公開日時: 2022年9月30日(金) 20:01
文字数:3,275

「これは……、少し慌ただしくなりそうだね」

 

 オルキオが肩をすくめる。

 つーか、あの貴族男、オルキオがいるのにエステラにだけ用件言って帰ってったぞ。

 

「あいつ、オルキオの顔知らないんじゃないだろうな?」

「その可能性はあるね。私は、ほら、あまり目立つ方じゃないから」

 

 いやいや。

 貴族で虫人族と結婚して、お家騒動でゴタゴタしてたんだ。目立たないってことはないだろう。

 ただし、あの貴族男はまだ若そうだった。

 二十代中頃……いっても三十代前半か。

 オルキオの事件を知らない可能性は十分ある。

 

「すまないね、エステラさん。明日は騎士たちを連れてくると言ったばかりなのに」

「仕方ないよ。統括裁判所が正式な決定を下したとなると、大きく事態が動くのは分かっていたことだし。とにかく、一度館へ行った方がいいかもしれないね。

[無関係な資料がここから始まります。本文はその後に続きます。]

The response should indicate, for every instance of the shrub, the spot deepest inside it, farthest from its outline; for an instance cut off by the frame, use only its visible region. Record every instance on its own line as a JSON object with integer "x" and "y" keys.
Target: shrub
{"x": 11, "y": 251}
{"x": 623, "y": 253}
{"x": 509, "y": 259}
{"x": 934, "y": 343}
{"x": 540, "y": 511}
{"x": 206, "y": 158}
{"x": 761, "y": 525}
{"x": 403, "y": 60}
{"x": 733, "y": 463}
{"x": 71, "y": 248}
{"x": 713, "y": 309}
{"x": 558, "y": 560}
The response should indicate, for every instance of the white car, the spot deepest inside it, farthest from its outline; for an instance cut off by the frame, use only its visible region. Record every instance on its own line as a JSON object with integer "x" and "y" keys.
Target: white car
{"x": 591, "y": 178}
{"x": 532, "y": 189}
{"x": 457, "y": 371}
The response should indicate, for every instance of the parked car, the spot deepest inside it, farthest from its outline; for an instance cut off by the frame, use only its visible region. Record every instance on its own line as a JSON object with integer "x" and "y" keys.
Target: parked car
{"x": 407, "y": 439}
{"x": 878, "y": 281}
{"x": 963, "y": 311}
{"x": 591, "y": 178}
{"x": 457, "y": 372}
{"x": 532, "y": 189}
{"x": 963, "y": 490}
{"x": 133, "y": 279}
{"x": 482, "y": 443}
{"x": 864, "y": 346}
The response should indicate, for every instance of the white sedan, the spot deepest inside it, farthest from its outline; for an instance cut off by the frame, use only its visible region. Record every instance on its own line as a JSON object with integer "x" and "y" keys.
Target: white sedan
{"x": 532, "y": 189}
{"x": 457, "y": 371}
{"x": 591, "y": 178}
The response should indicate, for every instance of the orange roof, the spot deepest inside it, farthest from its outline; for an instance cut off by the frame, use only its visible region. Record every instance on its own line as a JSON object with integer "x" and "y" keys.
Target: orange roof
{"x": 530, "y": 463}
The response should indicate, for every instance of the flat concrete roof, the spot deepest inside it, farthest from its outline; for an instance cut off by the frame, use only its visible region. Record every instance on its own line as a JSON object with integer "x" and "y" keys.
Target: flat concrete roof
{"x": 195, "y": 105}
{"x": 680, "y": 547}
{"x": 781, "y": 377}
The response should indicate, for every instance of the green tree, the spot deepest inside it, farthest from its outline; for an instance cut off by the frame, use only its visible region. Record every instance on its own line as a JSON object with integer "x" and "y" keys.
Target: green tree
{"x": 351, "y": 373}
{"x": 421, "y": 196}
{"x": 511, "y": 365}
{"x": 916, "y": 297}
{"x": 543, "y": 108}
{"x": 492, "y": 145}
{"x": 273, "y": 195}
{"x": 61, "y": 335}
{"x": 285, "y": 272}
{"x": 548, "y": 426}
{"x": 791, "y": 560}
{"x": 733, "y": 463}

統括裁判所は、君たちが仮住まいに引っ越したことまでは把握していないだろうから」

「三十区の館に書簡が送られてくるのか?」

 

 オルキオたちは統括裁判所の命を受け、三十区へ移動してきている。

 なら、現住所は三十区だと認識されているだろう。

 

「いや、三十区の館は住めない状況だからね。重要な書類なんかは三十五区の領主の館へ送ってもらう手筈になっているんだ。万が一にも紛失なんてことになったら一大事だからね」

 

 その辺はルシアと話を付けてあるらしいし、統括裁判所も、破壊されて壁が崩れ落ちている館に住めと強要は出来なかったようだ。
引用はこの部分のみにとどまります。